Funding a much wider array of social infrastructure through developer contributions deliver broader community benefits but confer fewer clear, direct and immediate private benefits to new home buyers. This means developer contributions increasingly act like a tax on new housing, which can impede new housing supply and reduce housing affordability for buyers and renters.

When it comes to implementation, one of the greatest criticisms from industry stakeholders is that developer contributions can be highly variable and unpredictable. This can increase unanticipated costs for developers throughout the development process, which affects margins and can impede new housing supply.

Indicative case studies sourced by NHFIC show that developer contributions can amount to between: $25,000 to $85,000 per dwelling in NSW; $37,000 to $77,000 per dwelling in VIC; and $29,000 to $42,000 per dwelling in QLD. This means developer contributions can typically amount to around 8% to 11% of total construction costs, making it a substantial contribution to the cost of building a new home.
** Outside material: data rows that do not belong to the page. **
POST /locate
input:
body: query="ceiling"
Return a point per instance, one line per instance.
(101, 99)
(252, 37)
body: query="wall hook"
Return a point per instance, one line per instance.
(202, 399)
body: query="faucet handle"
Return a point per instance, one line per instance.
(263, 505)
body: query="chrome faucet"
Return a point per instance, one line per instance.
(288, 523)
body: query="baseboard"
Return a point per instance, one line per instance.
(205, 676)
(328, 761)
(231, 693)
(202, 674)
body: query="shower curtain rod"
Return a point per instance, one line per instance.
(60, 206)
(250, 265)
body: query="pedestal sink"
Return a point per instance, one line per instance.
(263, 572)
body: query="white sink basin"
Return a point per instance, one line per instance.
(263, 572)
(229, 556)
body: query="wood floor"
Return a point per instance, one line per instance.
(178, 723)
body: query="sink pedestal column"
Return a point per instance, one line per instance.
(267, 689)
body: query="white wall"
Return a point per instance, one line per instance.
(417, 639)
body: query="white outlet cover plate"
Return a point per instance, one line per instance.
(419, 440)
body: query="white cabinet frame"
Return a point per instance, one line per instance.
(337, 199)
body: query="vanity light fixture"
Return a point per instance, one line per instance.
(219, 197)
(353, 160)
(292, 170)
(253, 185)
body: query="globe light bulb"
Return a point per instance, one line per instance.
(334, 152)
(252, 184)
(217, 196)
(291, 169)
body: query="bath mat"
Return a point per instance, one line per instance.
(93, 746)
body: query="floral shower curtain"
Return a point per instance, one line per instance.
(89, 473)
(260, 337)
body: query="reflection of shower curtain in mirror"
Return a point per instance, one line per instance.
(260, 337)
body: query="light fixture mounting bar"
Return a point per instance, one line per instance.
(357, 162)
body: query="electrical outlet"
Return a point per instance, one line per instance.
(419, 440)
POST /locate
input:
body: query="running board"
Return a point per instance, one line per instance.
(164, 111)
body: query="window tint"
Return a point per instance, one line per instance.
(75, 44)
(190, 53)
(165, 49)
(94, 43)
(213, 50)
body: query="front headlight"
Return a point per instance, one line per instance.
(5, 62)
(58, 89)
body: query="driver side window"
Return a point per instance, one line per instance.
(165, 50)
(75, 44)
An aversion to debt and municipal rate caps, particularly in NSW and VIC, constrain local governments’ ability to fund good-quality local infrastructure. This puts more pressure on the developer contribution system to raise revenue. Artificial funding constraints and debt aversion can raise the cost of delivering new local infrastructure as councils forgo borrowing at relatively low rates.

Much of the initial basic essential infrastructure required for new housing developments can be used by future developers in the area, which means developers often can’t capture the full benefits of their investments. Improved policy coordination and optimising risk/cost sharing arrangements between councils and developers is likely to help increase new housing supply.